Le Rav Moché Alchik[5] voit quant à lui dans la confection de la Menorah une allusion à l’idéal humain. Le travail de sculptage d’une pièce unique de métal évoque par analogie le raffinement attendu de l’homme :
« pour devenir un chandelier d’or pur, l’homme devra subir le même traitement, être épuré, raffiné, battu au marteau sur l’enclume et subir toutes les épreuves dont le chandelier nous donne l’exemple et surtout être fait « d’une seule pièce d’or pur » et non pas de morceaux ultérieurement soudés. Comme toutes les parties du chandelier ne formaient qu’un seul bloc, ainsi tous les membres du corps doivent former une unité.

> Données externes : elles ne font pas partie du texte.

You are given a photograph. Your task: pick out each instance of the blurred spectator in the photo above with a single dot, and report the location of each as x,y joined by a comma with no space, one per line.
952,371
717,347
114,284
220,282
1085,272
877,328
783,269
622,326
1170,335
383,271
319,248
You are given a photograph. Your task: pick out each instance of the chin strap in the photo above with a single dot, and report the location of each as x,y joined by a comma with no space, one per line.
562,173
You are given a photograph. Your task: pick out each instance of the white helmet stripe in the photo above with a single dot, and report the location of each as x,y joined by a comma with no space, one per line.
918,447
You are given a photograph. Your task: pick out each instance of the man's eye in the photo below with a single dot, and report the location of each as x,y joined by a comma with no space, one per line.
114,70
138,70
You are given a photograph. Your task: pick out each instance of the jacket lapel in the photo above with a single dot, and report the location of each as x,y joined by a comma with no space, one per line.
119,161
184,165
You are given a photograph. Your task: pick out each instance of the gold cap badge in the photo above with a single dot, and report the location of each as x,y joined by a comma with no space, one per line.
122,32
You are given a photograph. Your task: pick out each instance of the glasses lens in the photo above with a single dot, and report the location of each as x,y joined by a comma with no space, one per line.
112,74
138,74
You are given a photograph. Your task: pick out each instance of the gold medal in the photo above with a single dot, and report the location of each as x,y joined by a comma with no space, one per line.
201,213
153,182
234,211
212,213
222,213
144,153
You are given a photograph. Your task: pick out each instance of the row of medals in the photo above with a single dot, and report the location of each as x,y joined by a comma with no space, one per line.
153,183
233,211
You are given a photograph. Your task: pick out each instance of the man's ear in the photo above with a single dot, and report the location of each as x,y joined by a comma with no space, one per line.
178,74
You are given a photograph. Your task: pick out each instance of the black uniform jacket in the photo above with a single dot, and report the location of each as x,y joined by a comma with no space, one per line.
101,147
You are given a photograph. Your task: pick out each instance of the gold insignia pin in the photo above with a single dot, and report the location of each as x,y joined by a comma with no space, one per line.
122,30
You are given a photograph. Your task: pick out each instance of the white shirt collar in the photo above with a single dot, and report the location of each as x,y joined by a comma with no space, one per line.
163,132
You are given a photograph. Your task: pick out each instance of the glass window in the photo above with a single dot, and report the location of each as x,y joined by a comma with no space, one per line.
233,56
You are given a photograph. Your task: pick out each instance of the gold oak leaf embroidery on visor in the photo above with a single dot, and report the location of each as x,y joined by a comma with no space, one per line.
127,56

Aucun d’eux ne doit pêcher et devenir ainsi inférieur aux autres » |
Cette lecture est complétée par cet autre commentaire du Rav Shimshon Raphaël Hirsch sur le double symbole attaché à la lumière : connaissance et dimension morale
De nombreux exemples liés à la signification de la lumière dans le cadre de la tradition juive, nous amènent à penser que le concept de connaissance ne rend qu’à moitié et de façon partielle l’idée représentée dans la Thora par la notion de lumière. (…) Le seul facteur susceptible de procurer la connaissance et de déterminer l’action, d’illuminer et de mettre en mouvement n’est que l’esprit, élément qui procure la connaissance, l’intelligence et la sagesse, en même temps qu’il détermine la volonté morale et son accomplissement.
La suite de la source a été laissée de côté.